3.   Les obligations et les conditions imposées au titre des paragraphes 1 et 2 sont objectives, transparentes, proportionnées et non discriminatoires et elles sont mises en œuvre conformément aux procédures prévues aux articles 6 et 7 de la [directive-cadre].

4.   En ce qui concerne l’accès et l’interconnexion, les États membres veillent à ce que l’[ARN] puisse intervenir de sa propre initiative, lorsque cela se justifie, ou à la demande d’une des parties concernées, en l’absence d’accord entre les entreprises, afin de garantir le respect des objectifs fondamentaux prévus à l’article 8 de la [directive-cadre], conformément aux dispositions de la présente directive et aux procédures visées aux articles 6, 7, 20 et 21 de la [directive-cadre].»

8

L’article 8 de la directive «accès», intitulé «Imposition, modification ou suppression des obligations», dispose:

«1.   Les États membres veillent à ce que les [ARN] soient habilitées à imposer les obligations visées aux articles 9 à 13.
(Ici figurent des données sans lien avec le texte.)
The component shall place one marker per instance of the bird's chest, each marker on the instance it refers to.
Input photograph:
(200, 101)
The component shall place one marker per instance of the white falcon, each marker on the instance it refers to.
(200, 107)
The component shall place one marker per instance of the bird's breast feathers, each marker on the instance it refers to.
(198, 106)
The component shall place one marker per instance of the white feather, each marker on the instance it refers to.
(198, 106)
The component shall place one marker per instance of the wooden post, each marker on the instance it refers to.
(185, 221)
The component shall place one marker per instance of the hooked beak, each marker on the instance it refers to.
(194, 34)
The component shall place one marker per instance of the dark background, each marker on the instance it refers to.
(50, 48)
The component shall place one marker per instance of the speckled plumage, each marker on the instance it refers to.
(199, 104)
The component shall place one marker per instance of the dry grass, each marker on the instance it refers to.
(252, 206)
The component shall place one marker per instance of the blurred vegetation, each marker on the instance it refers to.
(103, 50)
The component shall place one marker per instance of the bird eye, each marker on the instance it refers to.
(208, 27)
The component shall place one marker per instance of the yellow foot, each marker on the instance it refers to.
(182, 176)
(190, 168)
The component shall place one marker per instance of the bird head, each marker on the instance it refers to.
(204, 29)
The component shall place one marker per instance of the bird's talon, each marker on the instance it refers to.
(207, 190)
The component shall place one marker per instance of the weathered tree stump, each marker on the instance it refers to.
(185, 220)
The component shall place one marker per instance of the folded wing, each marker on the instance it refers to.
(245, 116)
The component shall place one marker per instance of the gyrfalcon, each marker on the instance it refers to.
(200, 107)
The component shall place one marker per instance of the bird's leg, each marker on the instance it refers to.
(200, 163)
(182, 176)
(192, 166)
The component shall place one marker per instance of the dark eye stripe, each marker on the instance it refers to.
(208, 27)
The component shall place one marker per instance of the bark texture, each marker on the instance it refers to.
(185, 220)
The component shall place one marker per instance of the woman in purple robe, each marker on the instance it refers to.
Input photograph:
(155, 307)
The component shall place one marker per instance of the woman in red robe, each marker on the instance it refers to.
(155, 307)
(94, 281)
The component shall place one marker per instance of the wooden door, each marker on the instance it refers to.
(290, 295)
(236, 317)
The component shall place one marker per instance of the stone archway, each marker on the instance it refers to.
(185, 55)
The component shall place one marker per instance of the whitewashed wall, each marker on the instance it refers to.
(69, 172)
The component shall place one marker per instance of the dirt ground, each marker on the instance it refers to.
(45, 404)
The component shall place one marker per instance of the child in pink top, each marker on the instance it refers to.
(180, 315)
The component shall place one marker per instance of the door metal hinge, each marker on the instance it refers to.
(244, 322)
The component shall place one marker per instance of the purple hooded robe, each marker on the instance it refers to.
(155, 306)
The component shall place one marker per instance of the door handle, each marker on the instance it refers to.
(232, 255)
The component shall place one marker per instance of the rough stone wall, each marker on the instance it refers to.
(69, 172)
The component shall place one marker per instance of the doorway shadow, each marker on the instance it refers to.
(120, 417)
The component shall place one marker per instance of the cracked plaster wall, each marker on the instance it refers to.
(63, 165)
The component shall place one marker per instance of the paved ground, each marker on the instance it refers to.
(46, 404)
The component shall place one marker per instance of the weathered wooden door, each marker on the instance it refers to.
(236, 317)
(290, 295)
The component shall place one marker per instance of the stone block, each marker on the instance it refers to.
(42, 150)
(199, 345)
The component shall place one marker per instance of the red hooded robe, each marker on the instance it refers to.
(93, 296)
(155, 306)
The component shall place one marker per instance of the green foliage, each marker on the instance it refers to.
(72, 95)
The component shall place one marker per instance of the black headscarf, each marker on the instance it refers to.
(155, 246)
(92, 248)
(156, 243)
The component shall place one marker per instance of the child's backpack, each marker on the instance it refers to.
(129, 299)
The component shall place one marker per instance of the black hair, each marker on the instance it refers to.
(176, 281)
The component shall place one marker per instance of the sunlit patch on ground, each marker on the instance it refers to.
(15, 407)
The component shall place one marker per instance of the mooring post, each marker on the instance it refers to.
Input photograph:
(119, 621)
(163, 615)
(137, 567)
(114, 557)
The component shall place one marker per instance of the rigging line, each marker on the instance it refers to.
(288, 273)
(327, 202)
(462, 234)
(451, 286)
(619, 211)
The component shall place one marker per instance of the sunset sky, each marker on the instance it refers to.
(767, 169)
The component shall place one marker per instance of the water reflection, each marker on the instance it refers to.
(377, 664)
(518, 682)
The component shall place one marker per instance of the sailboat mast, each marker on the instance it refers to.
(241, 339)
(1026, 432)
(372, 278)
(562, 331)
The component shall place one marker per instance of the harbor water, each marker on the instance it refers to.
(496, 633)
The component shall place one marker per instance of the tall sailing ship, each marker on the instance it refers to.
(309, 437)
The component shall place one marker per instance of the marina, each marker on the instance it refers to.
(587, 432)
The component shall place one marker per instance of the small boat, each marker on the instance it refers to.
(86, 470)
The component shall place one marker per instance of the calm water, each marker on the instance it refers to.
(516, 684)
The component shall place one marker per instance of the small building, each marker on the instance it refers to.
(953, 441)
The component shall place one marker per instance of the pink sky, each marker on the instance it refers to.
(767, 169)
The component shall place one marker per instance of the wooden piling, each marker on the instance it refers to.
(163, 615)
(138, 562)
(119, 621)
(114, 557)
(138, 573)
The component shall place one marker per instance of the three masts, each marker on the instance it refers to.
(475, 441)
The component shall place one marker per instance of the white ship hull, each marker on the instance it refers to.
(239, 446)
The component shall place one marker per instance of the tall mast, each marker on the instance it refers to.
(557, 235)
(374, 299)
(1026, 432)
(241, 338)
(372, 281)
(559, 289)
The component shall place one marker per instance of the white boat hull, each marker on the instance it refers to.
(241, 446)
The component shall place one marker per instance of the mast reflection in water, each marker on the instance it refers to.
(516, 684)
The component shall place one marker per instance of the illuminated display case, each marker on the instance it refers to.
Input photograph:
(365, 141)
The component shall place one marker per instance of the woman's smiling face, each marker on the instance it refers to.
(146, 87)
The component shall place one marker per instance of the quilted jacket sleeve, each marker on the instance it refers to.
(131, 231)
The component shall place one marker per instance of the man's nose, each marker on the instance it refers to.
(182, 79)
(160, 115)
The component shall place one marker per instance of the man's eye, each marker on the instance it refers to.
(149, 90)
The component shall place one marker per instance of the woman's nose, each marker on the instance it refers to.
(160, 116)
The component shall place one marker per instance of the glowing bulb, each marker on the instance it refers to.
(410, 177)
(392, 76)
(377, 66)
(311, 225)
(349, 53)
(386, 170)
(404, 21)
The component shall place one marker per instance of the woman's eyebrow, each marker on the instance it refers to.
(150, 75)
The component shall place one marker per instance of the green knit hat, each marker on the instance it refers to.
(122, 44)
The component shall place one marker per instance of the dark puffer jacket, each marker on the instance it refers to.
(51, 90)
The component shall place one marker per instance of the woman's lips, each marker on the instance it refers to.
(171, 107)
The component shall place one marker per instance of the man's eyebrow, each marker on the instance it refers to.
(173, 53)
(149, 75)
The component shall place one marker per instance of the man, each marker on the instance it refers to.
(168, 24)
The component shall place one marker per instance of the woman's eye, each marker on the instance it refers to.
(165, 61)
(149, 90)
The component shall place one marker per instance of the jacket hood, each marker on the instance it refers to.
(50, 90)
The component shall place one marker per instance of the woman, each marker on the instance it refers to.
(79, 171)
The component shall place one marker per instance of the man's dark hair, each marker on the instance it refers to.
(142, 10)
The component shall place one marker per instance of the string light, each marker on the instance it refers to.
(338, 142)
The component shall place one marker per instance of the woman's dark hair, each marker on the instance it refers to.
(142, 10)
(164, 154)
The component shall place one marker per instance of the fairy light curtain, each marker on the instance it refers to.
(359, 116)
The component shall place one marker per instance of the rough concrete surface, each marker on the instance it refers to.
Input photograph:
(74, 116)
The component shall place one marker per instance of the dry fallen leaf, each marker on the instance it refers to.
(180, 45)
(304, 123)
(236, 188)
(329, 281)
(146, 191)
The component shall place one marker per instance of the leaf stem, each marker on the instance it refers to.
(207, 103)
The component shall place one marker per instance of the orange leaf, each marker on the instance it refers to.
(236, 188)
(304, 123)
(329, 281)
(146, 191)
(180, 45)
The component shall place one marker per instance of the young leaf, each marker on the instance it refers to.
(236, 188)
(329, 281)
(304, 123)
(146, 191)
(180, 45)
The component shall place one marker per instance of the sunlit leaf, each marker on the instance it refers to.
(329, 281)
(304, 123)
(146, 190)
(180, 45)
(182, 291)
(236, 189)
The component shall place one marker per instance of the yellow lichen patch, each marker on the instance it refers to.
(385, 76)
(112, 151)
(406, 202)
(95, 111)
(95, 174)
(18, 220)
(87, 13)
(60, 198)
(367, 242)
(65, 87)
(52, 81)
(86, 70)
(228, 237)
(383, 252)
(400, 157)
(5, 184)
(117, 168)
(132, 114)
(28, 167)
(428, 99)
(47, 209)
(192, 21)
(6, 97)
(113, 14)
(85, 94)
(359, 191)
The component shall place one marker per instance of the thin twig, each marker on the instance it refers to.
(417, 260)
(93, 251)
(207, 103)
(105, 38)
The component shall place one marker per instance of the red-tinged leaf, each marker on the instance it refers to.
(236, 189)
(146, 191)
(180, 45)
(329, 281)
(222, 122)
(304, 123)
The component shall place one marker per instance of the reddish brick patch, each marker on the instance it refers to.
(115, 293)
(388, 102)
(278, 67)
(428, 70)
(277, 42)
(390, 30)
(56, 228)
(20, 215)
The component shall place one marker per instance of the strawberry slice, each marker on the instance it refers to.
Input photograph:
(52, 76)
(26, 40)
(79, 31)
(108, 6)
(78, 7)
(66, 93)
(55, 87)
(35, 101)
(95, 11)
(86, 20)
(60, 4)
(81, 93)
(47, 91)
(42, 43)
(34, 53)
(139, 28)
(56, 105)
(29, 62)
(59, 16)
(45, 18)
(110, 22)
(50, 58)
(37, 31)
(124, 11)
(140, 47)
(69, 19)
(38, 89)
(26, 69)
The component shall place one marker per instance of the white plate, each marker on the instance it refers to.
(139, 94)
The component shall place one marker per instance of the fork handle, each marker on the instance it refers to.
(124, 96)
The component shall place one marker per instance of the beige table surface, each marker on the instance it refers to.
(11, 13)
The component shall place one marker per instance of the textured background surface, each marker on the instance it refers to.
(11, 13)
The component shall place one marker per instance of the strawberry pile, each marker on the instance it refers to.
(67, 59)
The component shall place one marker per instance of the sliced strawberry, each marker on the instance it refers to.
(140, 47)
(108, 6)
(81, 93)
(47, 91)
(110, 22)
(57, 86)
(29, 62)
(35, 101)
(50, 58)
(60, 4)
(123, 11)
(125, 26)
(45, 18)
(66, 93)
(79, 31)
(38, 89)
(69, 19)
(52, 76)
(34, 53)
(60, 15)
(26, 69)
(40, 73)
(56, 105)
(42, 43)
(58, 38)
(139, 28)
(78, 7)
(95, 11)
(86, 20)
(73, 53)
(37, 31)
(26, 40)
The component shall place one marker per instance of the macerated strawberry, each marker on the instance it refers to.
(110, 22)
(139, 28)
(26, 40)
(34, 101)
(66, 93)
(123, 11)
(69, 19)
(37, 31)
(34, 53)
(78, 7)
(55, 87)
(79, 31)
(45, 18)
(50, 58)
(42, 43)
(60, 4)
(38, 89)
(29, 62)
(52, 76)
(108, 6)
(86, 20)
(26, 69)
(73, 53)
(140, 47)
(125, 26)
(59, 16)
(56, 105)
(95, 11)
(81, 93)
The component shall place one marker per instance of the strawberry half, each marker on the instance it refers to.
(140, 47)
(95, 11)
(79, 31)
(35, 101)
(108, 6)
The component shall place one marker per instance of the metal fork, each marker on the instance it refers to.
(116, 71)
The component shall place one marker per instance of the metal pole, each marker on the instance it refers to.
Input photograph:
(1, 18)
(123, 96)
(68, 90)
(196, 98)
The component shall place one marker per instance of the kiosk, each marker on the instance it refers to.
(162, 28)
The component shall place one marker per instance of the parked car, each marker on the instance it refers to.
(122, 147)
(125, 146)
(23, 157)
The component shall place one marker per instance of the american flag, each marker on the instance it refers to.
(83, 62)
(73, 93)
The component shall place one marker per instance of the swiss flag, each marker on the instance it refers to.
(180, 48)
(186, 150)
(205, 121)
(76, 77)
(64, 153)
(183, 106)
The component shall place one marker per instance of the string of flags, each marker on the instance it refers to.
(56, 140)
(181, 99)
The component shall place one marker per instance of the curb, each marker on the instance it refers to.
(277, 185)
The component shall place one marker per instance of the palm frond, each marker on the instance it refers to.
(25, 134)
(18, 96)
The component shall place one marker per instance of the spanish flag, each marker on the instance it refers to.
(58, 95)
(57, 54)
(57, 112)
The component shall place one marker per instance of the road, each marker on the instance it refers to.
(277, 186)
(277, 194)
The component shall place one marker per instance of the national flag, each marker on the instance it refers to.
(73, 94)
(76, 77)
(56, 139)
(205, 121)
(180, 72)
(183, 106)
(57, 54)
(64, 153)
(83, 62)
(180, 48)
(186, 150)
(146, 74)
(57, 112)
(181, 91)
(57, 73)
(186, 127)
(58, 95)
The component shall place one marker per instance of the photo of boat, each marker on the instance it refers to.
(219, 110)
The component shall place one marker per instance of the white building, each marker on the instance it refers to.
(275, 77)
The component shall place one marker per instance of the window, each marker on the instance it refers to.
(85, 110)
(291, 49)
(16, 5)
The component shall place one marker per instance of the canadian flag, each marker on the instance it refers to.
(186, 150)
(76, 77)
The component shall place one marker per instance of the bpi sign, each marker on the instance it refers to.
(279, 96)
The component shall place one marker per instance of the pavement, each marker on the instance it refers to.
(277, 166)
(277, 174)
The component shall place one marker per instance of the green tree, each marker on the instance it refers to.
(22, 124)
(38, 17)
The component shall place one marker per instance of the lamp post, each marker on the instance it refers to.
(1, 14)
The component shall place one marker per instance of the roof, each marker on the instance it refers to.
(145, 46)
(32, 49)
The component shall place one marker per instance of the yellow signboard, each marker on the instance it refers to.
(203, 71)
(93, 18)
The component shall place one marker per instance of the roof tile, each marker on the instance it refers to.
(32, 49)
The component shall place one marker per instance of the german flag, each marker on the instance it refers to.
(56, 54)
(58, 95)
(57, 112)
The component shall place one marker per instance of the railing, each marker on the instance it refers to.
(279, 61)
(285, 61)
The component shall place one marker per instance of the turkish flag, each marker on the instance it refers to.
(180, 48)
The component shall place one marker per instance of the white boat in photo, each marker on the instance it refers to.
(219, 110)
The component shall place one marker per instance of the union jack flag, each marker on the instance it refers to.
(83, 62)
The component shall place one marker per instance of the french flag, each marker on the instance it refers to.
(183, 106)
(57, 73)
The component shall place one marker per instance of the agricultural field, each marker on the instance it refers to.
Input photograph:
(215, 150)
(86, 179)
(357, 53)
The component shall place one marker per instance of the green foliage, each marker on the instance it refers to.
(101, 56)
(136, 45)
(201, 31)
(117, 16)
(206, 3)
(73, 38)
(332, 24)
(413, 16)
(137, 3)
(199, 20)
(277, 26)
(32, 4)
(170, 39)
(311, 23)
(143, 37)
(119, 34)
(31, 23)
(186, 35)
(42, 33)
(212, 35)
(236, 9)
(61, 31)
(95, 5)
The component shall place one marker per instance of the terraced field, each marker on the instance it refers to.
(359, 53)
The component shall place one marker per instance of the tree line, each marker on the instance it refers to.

2.   Lorsqu’à la suite d’une analyse du marché effectuée conformément à l’article 16 de la [directive-cadre] un opérateur est désigné comme disposant d’une puissance significative sur un marché donné, les [ARN] lui imposent les obligations énumérées aux articles 9 à 13 de la présente directive, selon le cas.

3.   Sans préjudice:

[...]

des dispositions des articles 12 et 13 de la [directive-cadre], de la condition 7 à la section B de l’annexe de la [directive ‘autorisation’] appliquée en vertu de l’article 6, paragraphe 1, de ladite directive, et des articles 27, 28 et 30 de la [directive ‘service universel’] [...] qui imposent des obligations à des entreprises autres que celles qui sont désignées comme disposant d’une puissance significative sur le marché [...]

[...]

les [ARN] n’imposent pas les obligations définies aux articles 9 à 13 aux opérateurs qui n’ont pas été désignés conformément au paragraphe 2.

[...]

4.   Les obligations imposées conformément au présent article sont fondées sur la nature du problème constaté, proportionnées et justifiées au regard des objectifs énoncés à l’article 8 de la [directive-cadre]. Ces obligations ne peuvent être imposées qu’après la consultation prévue aux articles 6 et 7 de ladite directive.

[...]»

9

L’article 13 de la directive «accès», intitulé «Contrôle des prix et obligations relatives au système de comptabilisation des coûts», est libellé, à son paragraphe 1, comme suit:

«Les [ARN] peuvent, conformément aux dispositions de l’article 8, imposer des obligations liées à la récupération des coûts et au contrôle des prix, y compris les obligations concernant l’orientation des prix en fonction des coûts et les obligations concernant les systèmes de comptabilisation des coûts, pour la fourniture de types particuliers d’interconnexion et/ou d’accès, lorsqu’une analyse du marché indique que l’opérateur concerné pourrait, en l’absence de concurrence efficace, maintenir des prix à un niveau excessivement élevé, ou comprimer les prix, au détriment des utilisateurs finals. [...]»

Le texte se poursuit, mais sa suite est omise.